So it turns out I had the LCD pinouts back to front
My first attempt at reflow soldering went well. Little bit too much paste - bridge on a pin that didn't matter.
but the LCD backlight driver didn't work. Progress was hampered by the fact that I've only ever done Arduino. Between Keil and TrueStudio, I had a hard time getting the discovery board example programs to compile. I needed them to compile so that I could add in an 'HAL_GPIOB pin1 enable' thingy.. i.e. turn on the LCD backlight, since the examples are all meant for the amoled screen with no backlight.
I did some playing. In fact I burned out one of my LCD flat flex by sticking a li-po on it and getting the polarity back to front. I guess this is why I need a current limiting power supply. DP711 or DP832 though.. ? DP832 is more money but crucially its kind of huge
Anyway then I constructed a better test.. 5 plain LEDs wired in series on some breadboard, to be driven by my little circuit. and it worked! 3.3v in, drives 5x LEDs nicely.
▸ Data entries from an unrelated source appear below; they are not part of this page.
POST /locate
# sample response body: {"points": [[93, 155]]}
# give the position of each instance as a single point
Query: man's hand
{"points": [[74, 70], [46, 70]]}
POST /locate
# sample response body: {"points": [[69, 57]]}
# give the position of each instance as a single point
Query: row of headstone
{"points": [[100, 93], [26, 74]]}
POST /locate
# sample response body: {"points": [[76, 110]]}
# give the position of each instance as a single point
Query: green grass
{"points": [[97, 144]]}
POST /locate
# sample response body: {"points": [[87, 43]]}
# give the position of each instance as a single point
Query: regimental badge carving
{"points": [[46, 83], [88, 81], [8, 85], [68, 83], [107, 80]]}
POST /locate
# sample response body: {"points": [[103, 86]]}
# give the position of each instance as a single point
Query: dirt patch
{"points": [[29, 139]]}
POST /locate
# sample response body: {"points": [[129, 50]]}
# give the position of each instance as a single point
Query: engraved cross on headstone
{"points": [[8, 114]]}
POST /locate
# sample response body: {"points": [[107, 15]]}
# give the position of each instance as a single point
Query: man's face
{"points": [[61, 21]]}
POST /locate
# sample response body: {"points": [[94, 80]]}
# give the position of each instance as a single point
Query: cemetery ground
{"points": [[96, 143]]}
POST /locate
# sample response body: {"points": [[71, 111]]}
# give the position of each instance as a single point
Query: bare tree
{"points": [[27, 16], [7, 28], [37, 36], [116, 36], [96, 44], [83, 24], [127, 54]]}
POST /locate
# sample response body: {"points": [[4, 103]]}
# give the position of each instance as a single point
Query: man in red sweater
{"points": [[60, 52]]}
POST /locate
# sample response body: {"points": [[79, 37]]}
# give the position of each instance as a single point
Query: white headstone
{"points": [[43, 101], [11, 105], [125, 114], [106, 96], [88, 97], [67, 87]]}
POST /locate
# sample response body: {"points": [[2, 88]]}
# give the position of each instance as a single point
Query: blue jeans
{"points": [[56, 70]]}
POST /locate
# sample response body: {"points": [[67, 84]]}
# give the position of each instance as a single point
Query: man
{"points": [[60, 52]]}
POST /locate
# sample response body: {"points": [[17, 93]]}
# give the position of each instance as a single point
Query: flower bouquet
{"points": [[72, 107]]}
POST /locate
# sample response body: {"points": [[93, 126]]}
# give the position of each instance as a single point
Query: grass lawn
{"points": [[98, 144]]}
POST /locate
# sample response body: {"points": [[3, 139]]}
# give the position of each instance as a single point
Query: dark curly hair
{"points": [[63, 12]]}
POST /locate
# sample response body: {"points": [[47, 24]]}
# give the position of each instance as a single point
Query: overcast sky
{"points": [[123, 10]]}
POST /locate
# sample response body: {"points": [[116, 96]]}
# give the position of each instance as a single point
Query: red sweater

Then I looked closely at the LCD datasheet for the FFC pinouts and it looks like I had it the wrong way up. Well, what I mean is that I assumed the FPC to be going in the connector at top-contact rather than bottom contact. So pins 1-17 should be pins 17-1 instead. Left to right-flip.
I don't think this is fixable. So I have 49 keychain PCBs
In all honesty, it quickly became apparent that I have made myself a PCB here that's very difficult to debug (since it's face down when fitted to the ST Discovery board). Perhaps I'll spend a bit more time on rev 2 and put some test points, as well as maybe more than one type of LCD connector.